Connaître le potentiel de ses fourrages
Nathalie GENTESSE, M.Sc., agr.,Prendre le temps d’observer, de sentir et de toucher votre aliment principal vous donnera déjà une bonne idée du potentiel de production que vos vaches peuvent en tirer.
Le fourrage que vous récoltez, ce n’est pas juste du foin ou de l’ensilage quelconque. Il s’agit en fait d’aliments qui permettront de nourrir vos vaches laitières pendant toute l’année. La valeur annuelle réelle des fourrages consommés par une vache laitière est d’environ 1000$/an. Vous ne penseriez jamais à acheter un supplément ou un mélange protéique sans d’abord être sûr de sa qualité ou sans en connaître les caractéristiques telles que l’analyse en protéine, en minéraux, la texture,… De même, il est crucial d’évaluer les caractéristiques de votre ensilage et le potentiel de production de lait qui y est associé.
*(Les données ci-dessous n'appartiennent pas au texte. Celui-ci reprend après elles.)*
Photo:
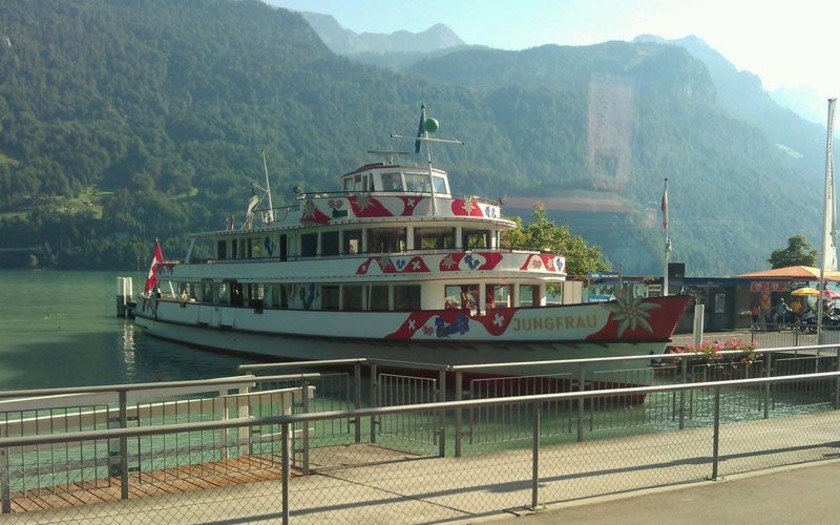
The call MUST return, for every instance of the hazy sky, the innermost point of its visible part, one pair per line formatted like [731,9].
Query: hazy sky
[785,43]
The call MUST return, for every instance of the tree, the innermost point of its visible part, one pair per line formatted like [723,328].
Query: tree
[798,253]
[543,235]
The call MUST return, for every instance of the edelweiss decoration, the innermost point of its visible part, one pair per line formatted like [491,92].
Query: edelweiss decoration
[631,313]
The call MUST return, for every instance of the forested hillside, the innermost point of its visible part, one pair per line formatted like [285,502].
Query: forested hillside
[123,121]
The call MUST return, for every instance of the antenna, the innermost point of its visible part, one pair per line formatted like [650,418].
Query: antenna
[268,190]
[428,125]
[389,154]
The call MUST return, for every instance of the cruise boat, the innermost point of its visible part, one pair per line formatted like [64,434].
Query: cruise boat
[394,265]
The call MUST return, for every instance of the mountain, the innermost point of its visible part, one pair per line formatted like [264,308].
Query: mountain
[611,121]
[121,122]
[805,101]
[742,95]
[345,42]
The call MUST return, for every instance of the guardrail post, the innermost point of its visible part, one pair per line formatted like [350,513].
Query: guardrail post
[716,439]
[459,396]
[581,401]
[123,444]
[5,475]
[442,398]
[286,471]
[684,371]
[357,379]
[768,371]
[374,401]
[535,458]
[304,431]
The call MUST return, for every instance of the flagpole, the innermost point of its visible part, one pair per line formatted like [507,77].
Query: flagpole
[829,246]
[667,237]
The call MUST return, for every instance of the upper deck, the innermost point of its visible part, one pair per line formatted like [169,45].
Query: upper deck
[380,193]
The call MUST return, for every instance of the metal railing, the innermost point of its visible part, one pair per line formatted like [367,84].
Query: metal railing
[542,473]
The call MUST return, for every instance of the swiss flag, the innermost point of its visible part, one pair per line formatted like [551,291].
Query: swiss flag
[157,258]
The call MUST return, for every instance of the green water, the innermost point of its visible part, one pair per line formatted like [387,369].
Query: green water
[60,329]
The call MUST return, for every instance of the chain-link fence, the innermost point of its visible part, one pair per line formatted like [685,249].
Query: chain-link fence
[554,447]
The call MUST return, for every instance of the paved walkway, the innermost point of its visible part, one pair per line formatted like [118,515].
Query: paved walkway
[794,495]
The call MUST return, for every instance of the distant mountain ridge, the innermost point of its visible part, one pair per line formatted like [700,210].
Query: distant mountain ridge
[342,41]
[151,117]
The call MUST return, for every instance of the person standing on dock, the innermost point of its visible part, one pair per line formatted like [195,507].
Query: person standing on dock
[755,312]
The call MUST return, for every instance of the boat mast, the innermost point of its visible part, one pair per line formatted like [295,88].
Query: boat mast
[428,125]
[268,190]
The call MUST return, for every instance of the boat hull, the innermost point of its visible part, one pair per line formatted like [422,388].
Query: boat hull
[514,349]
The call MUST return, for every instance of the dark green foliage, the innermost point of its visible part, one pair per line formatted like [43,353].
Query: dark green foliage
[798,253]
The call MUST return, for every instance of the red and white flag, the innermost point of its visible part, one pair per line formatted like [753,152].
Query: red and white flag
[157,258]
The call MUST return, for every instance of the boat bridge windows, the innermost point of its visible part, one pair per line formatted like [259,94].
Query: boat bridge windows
[387,240]
[396,181]
[324,242]
[434,238]
[476,297]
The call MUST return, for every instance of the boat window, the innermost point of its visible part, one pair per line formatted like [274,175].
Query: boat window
[329,297]
[275,297]
[529,296]
[352,241]
[418,182]
[309,244]
[284,248]
[434,238]
[353,297]
[254,248]
[329,243]
[223,293]
[498,295]
[306,297]
[207,292]
[378,297]
[440,185]
[476,239]
[391,182]
[269,245]
[386,240]
[461,296]
[406,297]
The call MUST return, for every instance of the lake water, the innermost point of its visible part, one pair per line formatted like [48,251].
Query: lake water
[60,329]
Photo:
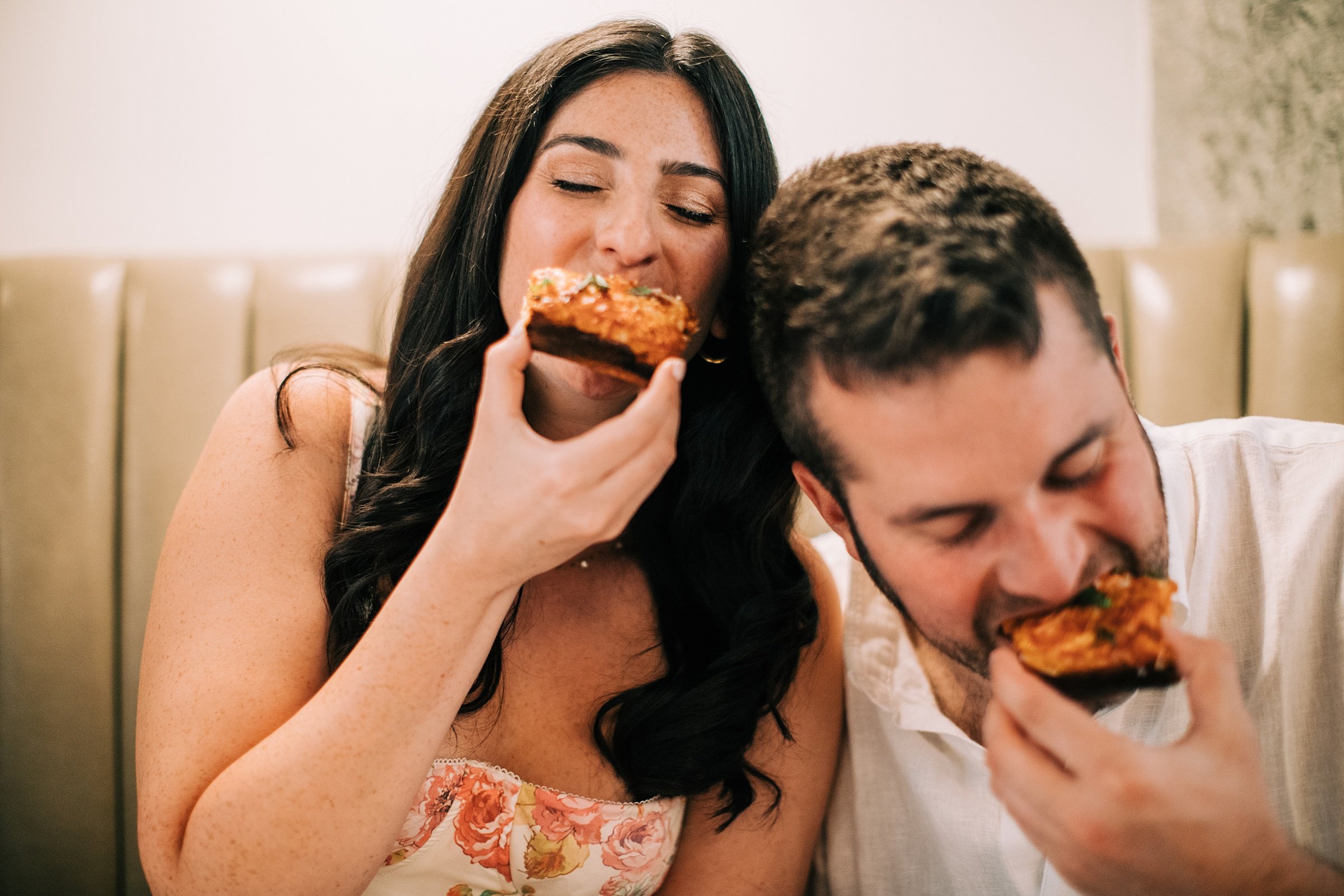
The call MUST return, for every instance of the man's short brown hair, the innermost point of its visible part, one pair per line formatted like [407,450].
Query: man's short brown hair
[893,262]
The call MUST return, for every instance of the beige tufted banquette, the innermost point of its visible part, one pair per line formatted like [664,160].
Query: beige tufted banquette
[112,374]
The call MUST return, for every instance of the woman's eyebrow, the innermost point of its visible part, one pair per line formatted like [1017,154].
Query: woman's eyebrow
[691,170]
[592,144]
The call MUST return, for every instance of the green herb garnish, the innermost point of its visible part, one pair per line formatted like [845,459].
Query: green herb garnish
[1092,597]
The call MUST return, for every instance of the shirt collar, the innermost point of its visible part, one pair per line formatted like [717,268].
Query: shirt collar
[881,657]
[1178,483]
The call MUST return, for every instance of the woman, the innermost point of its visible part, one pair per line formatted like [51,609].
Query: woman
[398,687]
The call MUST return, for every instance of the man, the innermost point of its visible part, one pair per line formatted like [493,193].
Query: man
[932,343]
Différentes méthodes, plus ou moins scientifiques, peuvent être utilisées afin d’évaluer la qualité des ensilages. Ça commence par une bonne utilisation de vos yeux, votre nez et vos mains. Prendre le temps d’observer, de sentir et de toucher votre aliment principal vous donnera déjà une bonne idée du potentiel de production que vos vaches peuvent en tirer. Y a-t-il des portions moisies ? Si oui, il peut y avoir développement de mycotoxines. Évitez de servir cet ensilage altéré et peu nutritif ou, à tout le moins, évitez que les animaux les plus sensibles comme les vaches en début de lactation y aient accès.
Est-ce que l’ensilage sent bon ou l’odeur reste-elle imprégnée sur vos mains toute la journée ? Une mauvaise odeur signifie que la fermentation ne s’est pas déroulée normalement. Des ensilages trop humides ont tendance à développer des odeurs butyriques ou de vinaigre. Des ensilages trop secs sentiront plutôt le tabac. Est-ce que l’ensilage chauffe ? Permettez-vous à l’air d’entrer dans l’ensilage 24h avant de le servir ? Vous pouvez prendre la température de l’ensilage entreposé, préparé à l’avance ou servi en avant des animaux afin d’en évaluer la stabilité. La température de l’ensilage ne devrait pas dépasser de plus de 20 ºF la température ambiante. Quelle est la texture ou la taille des particules de l’ensilage ? Le séparateur de particule de Pennstate permet de répondre à cette question. Certains vont jusqu’à mesurer le pH avec des tests rapides afin d’évaluer le succès de la fermentation.
L’homogénéité d’un ensilage, tant du point de vue des espèces récoltées, du taux d’humidité, de la compaction et de sa texture est très importante pour la vache. Une variation de ces éléments entraîne différents taux de sucres, d’oxygène et d’eau dans le fourrage résultant en une fermentation inégale de la masse. Or, le rumen requiert la monotonie pour bien performer et produire la protéine microbienne et les acides gras volatiles qui serviront pour la production de lait. Pour un rumen efficace, il faut donc un ensilage stable et constant.
Déjà, après ces observations, vous avez probablement une bonne idée de la qualité réelle de l’ensilage. Le laboratoire pourra ensuite analyser les nutriments. Pour plus de détails, vous pouvez demander une évaluation de la digestibilité de la fibre. En cas de problèmes dans le troupeau, un profil de fermentation ou de mycotoxines, pourrait donner des pistes de solution. De cette façon, vous aurez une meilleure compréhension de l’aliment que vous entreposez ainsi que du potentiel de production de lait que vos vaches pourront en tirer.
Finalement, une fois la récolte des ensilages faite au meilleur de votre capacité et de la météo, la fermentation évolue pendant quelques semaines pour en faire un produit supposément stable. Malheureusement, ce n’est pas toujours le cas. Des bris d’équipement, ou de la structure d’entreposage peuvent faire en sorte que votre ensilage stable se remette à vivre, vous obligeant à nouveau à réévaluer son potentiel de productivité de lait.